When John Mahoney died last week, we were reminded of a complicated biography. Best known for embodying a very American class of blue-collar integrity in Frasier, he was, in fact, raised in Blackpool. Mahoney first acted in Manchester and didn't make it to the United States until he was a grown man.
More confusing still was the business of his age. Many will have been surprised to learn that Mahoney was just 77 at his death. That means he was only 52 when he first appeared as the title character's elderly father in Frasier. There is further surprising news. Mahoney had, at that stage, been acting professionally for a mere 14 years.

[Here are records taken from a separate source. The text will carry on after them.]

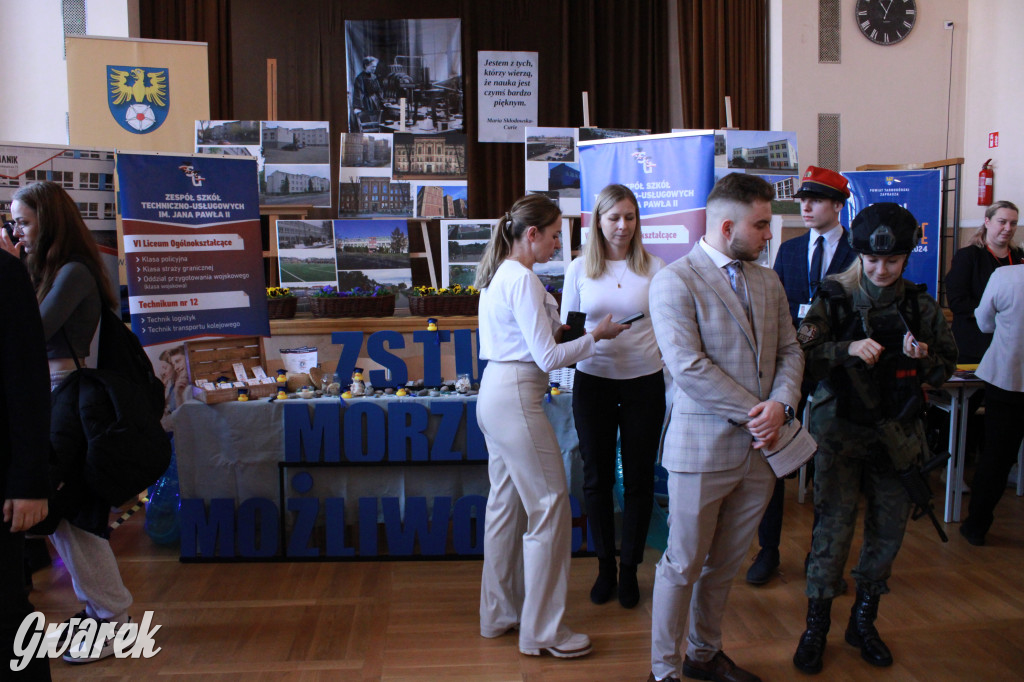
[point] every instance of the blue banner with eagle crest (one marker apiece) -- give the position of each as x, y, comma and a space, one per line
138, 96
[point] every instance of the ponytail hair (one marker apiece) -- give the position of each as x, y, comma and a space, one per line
530, 210
979, 237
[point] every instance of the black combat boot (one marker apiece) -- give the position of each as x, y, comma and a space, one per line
604, 586
812, 642
861, 631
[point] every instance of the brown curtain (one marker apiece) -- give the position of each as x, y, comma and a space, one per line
723, 50
196, 20
614, 49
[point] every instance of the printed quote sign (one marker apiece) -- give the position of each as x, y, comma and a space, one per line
507, 99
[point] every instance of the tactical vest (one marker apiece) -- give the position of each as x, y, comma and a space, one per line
891, 388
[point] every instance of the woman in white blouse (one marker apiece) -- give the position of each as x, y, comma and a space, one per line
527, 533
620, 390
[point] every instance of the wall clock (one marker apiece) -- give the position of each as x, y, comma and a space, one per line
886, 22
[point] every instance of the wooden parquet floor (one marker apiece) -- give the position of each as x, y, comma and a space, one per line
955, 612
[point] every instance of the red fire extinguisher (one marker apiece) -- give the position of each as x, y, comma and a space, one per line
985, 178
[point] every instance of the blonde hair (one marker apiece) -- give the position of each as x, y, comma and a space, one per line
529, 211
637, 258
850, 278
979, 237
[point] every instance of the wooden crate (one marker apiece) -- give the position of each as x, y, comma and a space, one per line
216, 357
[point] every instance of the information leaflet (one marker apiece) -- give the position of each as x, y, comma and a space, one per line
193, 250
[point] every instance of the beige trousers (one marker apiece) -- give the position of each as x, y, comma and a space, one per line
712, 521
527, 530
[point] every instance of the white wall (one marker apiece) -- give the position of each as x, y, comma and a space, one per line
893, 100
994, 96
34, 107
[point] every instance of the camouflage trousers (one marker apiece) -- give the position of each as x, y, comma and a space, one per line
839, 481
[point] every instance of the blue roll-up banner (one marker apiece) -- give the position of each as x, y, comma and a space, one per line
919, 192
671, 175
194, 256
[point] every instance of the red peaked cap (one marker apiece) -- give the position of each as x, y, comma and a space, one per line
823, 182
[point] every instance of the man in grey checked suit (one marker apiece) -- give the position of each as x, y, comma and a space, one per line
729, 344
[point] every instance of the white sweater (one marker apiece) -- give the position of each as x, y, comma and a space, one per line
518, 320
634, 352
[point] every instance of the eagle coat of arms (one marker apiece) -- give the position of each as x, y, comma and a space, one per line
138, 97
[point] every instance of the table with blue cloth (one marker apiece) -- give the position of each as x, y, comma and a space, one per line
229, 455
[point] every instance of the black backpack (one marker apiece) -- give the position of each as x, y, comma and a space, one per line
105, 426
121, 351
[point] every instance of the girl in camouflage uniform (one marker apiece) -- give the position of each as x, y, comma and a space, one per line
871, 339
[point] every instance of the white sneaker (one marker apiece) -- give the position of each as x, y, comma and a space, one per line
576, 645
91, 649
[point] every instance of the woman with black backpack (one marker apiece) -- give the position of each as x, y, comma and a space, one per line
72, 288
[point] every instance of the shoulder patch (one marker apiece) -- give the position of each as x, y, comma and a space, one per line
806, 334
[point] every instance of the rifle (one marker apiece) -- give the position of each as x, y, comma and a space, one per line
915, 484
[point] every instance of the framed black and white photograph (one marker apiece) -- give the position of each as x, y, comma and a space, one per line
462, 248
413, 61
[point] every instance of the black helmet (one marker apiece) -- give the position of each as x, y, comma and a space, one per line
885, 229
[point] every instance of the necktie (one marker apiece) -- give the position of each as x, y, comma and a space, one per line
738, 283
814, 276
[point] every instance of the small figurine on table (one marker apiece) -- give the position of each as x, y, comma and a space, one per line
358, 387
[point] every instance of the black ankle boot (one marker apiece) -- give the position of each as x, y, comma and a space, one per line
861, 631
629, 589
604, 586
812, 642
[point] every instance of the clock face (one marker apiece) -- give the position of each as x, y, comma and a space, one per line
886, 22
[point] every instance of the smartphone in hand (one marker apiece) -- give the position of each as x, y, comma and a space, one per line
630, 318
576, 322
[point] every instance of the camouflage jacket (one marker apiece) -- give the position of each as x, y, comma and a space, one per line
862, 403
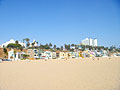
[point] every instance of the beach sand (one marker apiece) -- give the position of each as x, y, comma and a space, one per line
73, 74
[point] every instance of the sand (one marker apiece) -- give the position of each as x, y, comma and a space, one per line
73, 74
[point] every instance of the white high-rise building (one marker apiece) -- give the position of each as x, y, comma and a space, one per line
89, 41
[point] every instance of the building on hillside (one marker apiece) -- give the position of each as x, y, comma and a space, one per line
90, 42
4, 45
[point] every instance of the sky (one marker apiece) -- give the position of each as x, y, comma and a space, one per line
60, 21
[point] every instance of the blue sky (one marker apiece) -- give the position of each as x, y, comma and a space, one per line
60, 21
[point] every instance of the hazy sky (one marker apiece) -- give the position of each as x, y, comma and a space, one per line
60, 21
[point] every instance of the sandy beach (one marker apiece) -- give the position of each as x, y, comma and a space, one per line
73, 74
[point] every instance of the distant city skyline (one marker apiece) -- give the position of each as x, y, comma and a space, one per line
60, 21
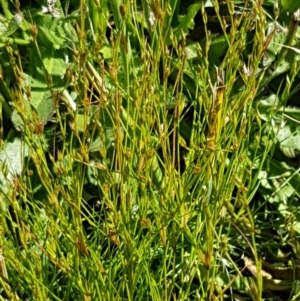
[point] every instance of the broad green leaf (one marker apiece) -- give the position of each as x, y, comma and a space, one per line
11, 162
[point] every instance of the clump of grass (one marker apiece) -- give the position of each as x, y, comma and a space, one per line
145, 189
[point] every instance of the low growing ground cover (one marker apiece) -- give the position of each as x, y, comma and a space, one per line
149, 150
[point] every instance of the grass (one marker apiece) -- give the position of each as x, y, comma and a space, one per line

He started out at about the same time as his co-star Kelsey Grammer (actually just 15 years younger than his "dad").
Mahoney had been working as the editor of a technical magazine when, approaching his late 30s, he decided to study acting at the St Nicholas theatre in Chicago
Hail the late Mr Mahoney. He demonstrated that not all of us must stick with the specific misery fate allots us in early adulthood. A determined few can escape.
Not many successful performers have made the decisive leap so late as Mahoney. Brendan Gleeson comes close. The great man was 36 when he gave up teaching to become a professional actor, but he had been appearing in highly regarded theatrical productions for years. Mahoney had been working as the editor of a technical magazine when, approaching his late 30s, he decided to study acting at the St Nicholas theatre in Chicago. He was almost immediately inducted into the legendary Steppenwolf Company. That's the way to avoid a mid-life crisis.
Alan Rickman is often identified as another late bloomer, but he was a relatively green 28 when he abandoned graphic design for Rada. One of Hollywood's most sinister and charismatic character actors, Sidney Greenstreet, did not appear onscreen until after his 61st birthday. That performance in The Maltese Falcon (some debut) led on to famous turns in Casablanca and The Mask of Dimitrios. Greenstreet had, however, been knocking about the theatre for 40 years.
Directors such as Jacques Tati, Robert Bresson and Jim Sheridan first got behind the cinema camera in their forties. None was, however, new to the narrative arts (and the two French film-makers had the small matter of the occupation to negotiate).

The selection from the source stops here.